And to all these grand, disdainful airs Madame Nell only retorted with a Drury Lane peal of silvery laughter. She, who was accustomed to “chuck Charles’s royal chin,” and to call him her “Charles the third,” in unflattering reference to his two predecessors of the name in her favour, could afford to snap her fingers at the French madame who, after all, was no better than herself.
“The Duchess,” she would say, “pretends to be a person of quality. She says she is related to the best families in France; and when any great person dies she puts herself in mourning. If she be a lady of such quality, why does she demean herself to be what she is? As for me, it’s my profession; I don’t profess to be anything better. And the King is just as fond of me as he is of his French miss.”
But while Her Grace of Portsmouth was revelling in her splendour and her gold, her mission as Louis’s Ambassadress was making unsatisfactory progress.
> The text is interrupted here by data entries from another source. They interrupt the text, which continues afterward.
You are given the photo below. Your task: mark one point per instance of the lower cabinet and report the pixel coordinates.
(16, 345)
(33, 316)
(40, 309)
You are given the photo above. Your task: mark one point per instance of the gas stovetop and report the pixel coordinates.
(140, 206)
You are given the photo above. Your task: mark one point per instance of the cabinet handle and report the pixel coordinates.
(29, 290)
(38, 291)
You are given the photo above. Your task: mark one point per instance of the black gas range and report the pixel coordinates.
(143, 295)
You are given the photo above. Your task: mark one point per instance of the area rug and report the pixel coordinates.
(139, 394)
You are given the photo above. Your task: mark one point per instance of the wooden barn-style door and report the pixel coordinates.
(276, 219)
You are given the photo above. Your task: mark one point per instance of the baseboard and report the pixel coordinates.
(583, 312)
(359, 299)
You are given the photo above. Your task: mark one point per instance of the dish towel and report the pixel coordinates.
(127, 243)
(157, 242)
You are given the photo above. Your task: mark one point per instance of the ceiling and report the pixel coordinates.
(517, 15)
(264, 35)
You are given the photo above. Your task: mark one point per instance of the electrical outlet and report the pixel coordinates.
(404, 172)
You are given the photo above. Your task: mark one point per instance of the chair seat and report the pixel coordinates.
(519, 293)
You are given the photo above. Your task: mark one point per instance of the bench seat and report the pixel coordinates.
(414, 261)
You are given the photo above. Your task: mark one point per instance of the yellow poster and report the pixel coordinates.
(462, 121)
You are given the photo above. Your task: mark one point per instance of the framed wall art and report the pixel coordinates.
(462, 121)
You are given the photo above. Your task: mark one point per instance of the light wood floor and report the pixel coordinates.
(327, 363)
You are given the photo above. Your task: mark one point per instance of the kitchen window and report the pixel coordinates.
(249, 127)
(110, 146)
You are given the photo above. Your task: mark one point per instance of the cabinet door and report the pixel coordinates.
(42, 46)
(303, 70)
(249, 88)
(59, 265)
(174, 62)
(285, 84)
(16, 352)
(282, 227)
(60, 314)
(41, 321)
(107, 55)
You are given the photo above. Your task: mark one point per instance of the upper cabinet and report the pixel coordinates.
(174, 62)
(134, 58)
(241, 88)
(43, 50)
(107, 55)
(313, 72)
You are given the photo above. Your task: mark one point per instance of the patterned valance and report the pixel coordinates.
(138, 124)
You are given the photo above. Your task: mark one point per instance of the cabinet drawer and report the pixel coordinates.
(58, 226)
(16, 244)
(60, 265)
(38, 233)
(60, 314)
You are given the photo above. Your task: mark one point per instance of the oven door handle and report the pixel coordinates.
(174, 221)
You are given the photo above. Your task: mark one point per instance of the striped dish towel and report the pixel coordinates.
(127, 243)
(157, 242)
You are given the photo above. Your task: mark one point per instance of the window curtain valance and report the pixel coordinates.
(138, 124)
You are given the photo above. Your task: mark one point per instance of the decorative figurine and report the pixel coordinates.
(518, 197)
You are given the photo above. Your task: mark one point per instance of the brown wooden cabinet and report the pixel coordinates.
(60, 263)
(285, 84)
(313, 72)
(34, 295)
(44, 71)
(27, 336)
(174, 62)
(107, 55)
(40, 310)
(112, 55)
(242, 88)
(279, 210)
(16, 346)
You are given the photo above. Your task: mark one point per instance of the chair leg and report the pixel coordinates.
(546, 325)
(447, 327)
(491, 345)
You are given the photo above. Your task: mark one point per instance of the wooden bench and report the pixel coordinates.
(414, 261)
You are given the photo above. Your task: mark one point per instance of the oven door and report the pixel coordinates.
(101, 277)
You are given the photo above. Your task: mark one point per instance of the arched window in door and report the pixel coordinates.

However disposed Charles may have been to change his faith to the advantage of his pocket, he was not prepared to risk his crown, possibly his head, for any Pope who ever lived; nor did the project of providing a French bride for his successor, the Duke of York, promise much better. Louis proposed the Duchess of Guise, his own cousin; but James had heard too much of this unamiable and unattractive Princess from his sister, Henrietta, to relish the venture. The Duchess herself suggested a Princess of Lorraine, as a suitable bride, but Louis, who had no love for the d’Elboeuf ladies, nipped this project in the bud.
After a long resistance, however, she had induced her Royal lover to declare war on Holland; and Louis professed himself so pleased with this concession to his schemes, that he dazzled her eyes with splendid promises if she would but carry out his programme to the full. It had become her crowning ambition to win the right to a tabouret at the Court of Versailles—the highest privilege accorded to the old noblesse, that of sitting on a stool in the presence of the King; and this proud distinction, which would raise her to the highest pinnacle in France, inferior only to the crown itself, could be hers if Louis would but grant her the d’Aubigny lands to accompany her title, for the tabouret went with the Duchy domains. Even this most coveted of all the gifts in his power Louis promised to the little adventuress if she would but carry out, not only all she had undertaken, but any future commands he might lay upon her.
His immediate object now was to take advantage of the distraction caused by the war between England and Holland to annex the Palatinate and the Franche Comte, on which he had long set covetous eyes; but he quickly discovered that for once his vaulting ambition had overleaped itself. The whole of Europe took alarm; England to a man rose in angry protest, sworn enemies joining hands to resist such an outrageous aggression; and Charles, in a frenzy of fear for his crown, dismissed his hireling army paid with Louis’s gold. The proud edifice which the Duchess of Portsmouth had so carefully reared was threatened with a cataclysm of popular rage against the “painted French spy” who was regarded, and perhaps rightly, as a prime instigator of the mischief, and the worst enemy of the country that had given her such generous hospitality.